Since the days of Industrial Revolution heat engines have played a significant role in shaping automobile technology. Various experiments were conducted by QUANTUM work group at the Institute of Physics at JGU in collaboration with physicists from Friedrich-Alexander-Universität Erlangen-Nürnberg (FAU) before creating the new engine.
The researchers, led by Professor Kilian Singer from Mainz University, used a Paul trap to capture a single electrically charged calcium atom. Paul trap is a quadrupole ion trap which uses dynamic electric fields to trap charged particles.
The calcium atom can be heated with electrically-generated noise and cooled with a laser beam. The atom is then subjected to a thermodynamic cycle. In a Paul trap, the particles move back and forth in the trap, thereby replicating the stroke of a typical engine. This way the atom is also able to store energy in addition to behaving like an engine.
Extensive tests were performed to determine the thermodynamic behavior of the engine. The researchers state that the single particle engine can generate a power of 10-22 watts and operate at a 0.3% efficiency. The team contends that scaling up the from the tiny mass of an atom could improve the engine’s ability to provide an output equivalent to a car engine.
“By reversing the cycle, we could even use the device as a single atom refrigerator and employ it to cool nano systems coupled to it,” explained Johannes Roßnagel, first author of the study.

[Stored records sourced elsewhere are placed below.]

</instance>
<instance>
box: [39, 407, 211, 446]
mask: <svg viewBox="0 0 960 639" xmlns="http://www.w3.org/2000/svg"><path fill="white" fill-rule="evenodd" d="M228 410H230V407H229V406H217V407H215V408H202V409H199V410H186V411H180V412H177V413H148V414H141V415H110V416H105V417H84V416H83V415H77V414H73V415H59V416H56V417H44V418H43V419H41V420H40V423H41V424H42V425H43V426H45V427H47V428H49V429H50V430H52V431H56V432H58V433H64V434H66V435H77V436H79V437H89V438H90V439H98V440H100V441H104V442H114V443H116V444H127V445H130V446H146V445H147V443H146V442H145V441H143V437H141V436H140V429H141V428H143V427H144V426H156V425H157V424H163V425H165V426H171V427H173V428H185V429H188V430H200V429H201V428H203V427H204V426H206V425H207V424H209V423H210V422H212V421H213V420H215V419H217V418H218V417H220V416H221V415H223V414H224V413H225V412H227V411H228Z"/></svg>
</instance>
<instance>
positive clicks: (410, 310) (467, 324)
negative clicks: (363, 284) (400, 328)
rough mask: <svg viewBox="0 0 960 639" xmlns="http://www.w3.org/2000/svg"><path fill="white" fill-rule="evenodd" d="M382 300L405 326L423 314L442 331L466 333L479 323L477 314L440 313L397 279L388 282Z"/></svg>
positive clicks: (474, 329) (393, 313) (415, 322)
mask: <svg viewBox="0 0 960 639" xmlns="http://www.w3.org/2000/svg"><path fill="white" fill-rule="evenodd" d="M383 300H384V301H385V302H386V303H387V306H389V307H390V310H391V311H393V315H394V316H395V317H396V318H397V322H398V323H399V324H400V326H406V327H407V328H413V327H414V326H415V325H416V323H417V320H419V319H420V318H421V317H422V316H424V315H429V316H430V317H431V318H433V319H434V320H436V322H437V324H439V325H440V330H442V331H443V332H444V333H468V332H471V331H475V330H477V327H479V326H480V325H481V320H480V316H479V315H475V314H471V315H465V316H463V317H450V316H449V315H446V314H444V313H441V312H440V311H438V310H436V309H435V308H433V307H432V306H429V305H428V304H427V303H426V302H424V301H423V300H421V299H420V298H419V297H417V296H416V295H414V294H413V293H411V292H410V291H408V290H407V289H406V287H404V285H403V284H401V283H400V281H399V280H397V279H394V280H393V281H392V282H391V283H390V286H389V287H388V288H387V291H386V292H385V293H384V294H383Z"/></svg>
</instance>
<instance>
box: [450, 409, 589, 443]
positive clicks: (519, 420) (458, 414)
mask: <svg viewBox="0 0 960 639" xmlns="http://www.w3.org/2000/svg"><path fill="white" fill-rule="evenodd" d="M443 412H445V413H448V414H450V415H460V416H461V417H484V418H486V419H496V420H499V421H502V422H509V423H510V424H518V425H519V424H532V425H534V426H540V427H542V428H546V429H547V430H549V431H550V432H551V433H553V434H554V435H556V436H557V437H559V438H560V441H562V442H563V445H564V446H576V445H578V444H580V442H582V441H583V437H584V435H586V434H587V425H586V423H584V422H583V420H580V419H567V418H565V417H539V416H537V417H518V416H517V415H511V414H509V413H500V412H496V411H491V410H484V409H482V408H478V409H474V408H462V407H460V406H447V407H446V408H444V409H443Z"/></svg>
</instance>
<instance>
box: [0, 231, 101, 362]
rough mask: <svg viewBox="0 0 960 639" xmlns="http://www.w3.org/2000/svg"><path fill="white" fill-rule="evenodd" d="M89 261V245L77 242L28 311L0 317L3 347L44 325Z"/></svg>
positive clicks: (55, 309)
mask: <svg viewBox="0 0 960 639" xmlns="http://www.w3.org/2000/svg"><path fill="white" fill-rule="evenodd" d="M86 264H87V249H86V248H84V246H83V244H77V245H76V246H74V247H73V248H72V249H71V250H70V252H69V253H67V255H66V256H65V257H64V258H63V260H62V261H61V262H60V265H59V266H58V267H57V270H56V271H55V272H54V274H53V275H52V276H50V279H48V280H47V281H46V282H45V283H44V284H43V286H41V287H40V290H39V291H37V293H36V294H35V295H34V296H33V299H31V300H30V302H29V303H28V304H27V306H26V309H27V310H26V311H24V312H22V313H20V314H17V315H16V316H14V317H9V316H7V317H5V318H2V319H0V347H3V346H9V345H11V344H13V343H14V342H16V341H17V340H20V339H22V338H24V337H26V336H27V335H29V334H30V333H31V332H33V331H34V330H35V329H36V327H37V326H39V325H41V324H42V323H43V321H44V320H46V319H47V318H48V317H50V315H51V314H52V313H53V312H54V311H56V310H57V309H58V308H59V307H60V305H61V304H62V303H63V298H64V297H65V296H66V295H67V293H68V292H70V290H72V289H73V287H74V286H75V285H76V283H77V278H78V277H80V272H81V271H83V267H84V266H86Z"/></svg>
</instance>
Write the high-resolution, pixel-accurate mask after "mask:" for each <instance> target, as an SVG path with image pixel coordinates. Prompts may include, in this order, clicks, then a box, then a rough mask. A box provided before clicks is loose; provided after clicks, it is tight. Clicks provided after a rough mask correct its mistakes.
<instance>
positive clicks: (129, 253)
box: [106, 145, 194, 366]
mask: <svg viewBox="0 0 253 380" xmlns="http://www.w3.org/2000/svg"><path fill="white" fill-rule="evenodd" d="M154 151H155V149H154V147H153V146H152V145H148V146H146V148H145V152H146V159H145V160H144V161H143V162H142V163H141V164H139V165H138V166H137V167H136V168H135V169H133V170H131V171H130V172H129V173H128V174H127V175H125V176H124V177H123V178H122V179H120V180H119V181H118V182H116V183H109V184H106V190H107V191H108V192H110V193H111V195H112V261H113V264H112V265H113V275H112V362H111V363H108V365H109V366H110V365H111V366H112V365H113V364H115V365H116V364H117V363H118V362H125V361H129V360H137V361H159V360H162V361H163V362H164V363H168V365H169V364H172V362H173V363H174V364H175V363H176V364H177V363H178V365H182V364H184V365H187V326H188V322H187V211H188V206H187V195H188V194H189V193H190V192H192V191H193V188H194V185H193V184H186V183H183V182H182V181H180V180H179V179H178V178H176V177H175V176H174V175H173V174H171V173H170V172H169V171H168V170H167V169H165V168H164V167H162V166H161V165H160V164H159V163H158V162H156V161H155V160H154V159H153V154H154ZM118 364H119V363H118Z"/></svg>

The main objective of the research was to create a nano-engine which can provide new insights into thermodynamics at single-particle level. Many researchers are trying to lower the operational temperature of the engine to investigate the quantum effects of thermodynamics.
Theoretically the power of a heat engine can be enhanced if linked with a quantum heat bath, which essentially provides various opportunities to push the conventionally accepted boundaries of classical thermodynamics.
Progress in miniaturization techniques is resulting in the creation of increasingly smaller devices. This research will eventually result in the creation of highly efficient engines.